At university, Rachel and I would talk about a future where her son or daughter would happily play in the park with my offspring; how we’d take them to pre-school and then head off for brunch somewhere fancy. I know that’s not really how mums behave, but we were naïve twenty-somethings who still believed life would be as easy as it had been until that point. Neither of us considered exactly how much work would be involved in just getting a child ready for school.
‘You’ve gone all quiet,’ Jack says, leaning over. ‘Is it because I mentioned Mila?’

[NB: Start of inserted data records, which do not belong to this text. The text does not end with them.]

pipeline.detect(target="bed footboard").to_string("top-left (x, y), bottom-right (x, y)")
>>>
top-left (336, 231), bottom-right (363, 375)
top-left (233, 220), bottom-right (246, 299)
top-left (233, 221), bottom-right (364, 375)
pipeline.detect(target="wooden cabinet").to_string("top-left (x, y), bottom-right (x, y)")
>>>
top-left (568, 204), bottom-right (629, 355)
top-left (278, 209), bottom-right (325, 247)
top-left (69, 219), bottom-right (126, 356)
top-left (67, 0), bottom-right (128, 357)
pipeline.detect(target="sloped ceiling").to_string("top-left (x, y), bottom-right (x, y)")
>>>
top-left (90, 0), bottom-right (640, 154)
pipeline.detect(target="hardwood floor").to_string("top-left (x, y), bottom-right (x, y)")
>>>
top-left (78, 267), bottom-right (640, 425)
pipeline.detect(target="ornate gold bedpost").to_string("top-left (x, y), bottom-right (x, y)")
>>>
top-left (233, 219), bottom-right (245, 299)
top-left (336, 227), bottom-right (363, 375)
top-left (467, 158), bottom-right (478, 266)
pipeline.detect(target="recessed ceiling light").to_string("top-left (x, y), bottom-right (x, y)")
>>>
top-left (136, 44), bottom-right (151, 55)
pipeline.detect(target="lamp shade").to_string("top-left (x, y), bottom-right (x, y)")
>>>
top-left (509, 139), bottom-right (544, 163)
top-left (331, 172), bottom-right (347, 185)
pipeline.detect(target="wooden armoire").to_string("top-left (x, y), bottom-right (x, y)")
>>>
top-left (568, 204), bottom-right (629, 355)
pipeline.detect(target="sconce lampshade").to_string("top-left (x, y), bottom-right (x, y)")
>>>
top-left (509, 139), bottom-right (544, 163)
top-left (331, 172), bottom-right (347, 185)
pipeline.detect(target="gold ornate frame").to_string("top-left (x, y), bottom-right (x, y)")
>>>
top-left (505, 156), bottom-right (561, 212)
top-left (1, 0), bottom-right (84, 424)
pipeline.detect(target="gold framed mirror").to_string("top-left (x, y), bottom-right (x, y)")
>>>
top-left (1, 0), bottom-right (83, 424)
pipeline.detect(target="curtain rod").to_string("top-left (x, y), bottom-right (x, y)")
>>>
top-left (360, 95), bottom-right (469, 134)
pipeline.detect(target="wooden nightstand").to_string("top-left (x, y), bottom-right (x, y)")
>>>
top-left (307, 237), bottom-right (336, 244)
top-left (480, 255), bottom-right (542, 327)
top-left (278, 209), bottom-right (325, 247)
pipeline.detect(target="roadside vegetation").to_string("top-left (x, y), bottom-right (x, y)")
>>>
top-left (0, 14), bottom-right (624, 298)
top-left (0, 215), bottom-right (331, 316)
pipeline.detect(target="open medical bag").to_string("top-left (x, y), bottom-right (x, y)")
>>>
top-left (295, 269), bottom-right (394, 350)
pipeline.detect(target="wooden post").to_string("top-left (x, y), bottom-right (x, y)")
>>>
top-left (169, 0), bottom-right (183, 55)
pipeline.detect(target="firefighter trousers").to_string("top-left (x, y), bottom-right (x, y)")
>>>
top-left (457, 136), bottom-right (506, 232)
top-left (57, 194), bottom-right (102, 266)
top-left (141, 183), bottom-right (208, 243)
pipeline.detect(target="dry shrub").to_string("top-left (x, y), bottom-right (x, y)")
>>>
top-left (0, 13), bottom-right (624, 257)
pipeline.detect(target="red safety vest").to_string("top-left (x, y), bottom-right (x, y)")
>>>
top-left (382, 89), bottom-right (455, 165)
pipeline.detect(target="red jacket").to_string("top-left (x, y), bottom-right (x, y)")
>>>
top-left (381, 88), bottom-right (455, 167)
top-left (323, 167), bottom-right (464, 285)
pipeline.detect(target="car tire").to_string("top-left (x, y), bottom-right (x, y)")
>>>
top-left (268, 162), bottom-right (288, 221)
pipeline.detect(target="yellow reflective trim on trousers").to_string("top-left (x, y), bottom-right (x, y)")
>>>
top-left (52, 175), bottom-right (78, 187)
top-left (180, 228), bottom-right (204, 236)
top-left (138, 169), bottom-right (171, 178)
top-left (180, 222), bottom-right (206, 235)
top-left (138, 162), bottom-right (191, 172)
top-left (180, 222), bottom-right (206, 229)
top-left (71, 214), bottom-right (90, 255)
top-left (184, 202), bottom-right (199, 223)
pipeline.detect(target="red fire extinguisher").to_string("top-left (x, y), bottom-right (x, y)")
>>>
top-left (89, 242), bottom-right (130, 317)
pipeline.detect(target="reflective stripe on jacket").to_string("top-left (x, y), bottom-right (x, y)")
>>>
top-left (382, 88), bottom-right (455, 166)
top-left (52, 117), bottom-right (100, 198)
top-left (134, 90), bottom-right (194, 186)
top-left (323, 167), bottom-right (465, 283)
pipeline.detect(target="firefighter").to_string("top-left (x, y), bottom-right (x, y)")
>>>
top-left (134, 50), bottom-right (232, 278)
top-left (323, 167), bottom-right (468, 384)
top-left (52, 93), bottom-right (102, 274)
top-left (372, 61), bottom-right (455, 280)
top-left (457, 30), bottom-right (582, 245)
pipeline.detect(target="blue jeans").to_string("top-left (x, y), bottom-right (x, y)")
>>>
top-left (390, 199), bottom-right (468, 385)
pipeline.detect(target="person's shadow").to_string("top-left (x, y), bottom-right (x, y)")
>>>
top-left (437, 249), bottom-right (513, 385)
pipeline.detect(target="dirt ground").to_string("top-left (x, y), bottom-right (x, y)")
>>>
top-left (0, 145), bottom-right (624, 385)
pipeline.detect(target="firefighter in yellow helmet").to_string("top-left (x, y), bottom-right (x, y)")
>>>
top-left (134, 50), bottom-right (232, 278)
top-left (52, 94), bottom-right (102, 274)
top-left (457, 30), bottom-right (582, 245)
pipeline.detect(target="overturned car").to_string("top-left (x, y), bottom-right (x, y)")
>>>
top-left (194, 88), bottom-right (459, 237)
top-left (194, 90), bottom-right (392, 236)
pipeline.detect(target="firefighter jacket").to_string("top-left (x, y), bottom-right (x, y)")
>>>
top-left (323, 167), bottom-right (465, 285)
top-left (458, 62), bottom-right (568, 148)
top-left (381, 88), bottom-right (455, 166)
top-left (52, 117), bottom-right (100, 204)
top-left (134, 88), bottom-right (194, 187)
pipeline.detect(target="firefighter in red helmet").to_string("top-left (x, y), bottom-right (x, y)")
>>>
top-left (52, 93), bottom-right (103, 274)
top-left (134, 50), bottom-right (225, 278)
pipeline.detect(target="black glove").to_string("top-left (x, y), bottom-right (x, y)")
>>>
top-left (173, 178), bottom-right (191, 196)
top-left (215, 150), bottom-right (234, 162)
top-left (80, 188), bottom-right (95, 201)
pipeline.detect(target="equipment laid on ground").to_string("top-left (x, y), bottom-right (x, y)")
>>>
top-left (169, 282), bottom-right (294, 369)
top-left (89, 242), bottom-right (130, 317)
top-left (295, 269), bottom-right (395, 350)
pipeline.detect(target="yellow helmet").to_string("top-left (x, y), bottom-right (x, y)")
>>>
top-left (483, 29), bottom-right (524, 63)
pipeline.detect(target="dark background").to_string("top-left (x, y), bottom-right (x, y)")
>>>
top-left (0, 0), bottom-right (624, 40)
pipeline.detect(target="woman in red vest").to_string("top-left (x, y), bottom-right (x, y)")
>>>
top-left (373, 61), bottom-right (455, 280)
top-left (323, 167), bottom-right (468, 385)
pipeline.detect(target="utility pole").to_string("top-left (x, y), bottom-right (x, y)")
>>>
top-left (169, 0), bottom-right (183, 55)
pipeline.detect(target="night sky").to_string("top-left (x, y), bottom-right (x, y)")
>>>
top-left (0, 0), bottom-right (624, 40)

The question throws me. ‘No, why would you think that?’
Jack shrugs nonchalantly. ‘Forget I said anything. What are you thinking about?’
‘Just about how dark a place a mind would have to go to not to react to the news that your daughter had been filmed for graphic entertainment before she was murdered.’
‘Yeah, but in light of the scars and injuries identified during the post mortem, I suppose it was fairly obvious she’d been mistreated during her disappearance. For the Hoopers, it’s probably been two years of their imaginations picturing the worst possible scenarios. I’m sure that’s why Dave Hooper was so angry at the start of the call. He wants someone to blame for the injustice, and we’ve failed to deliver the guilty parties.’
There he goes again, shouldering the responsibility for his colleagues up north, even though he had no involvement in how things turned out.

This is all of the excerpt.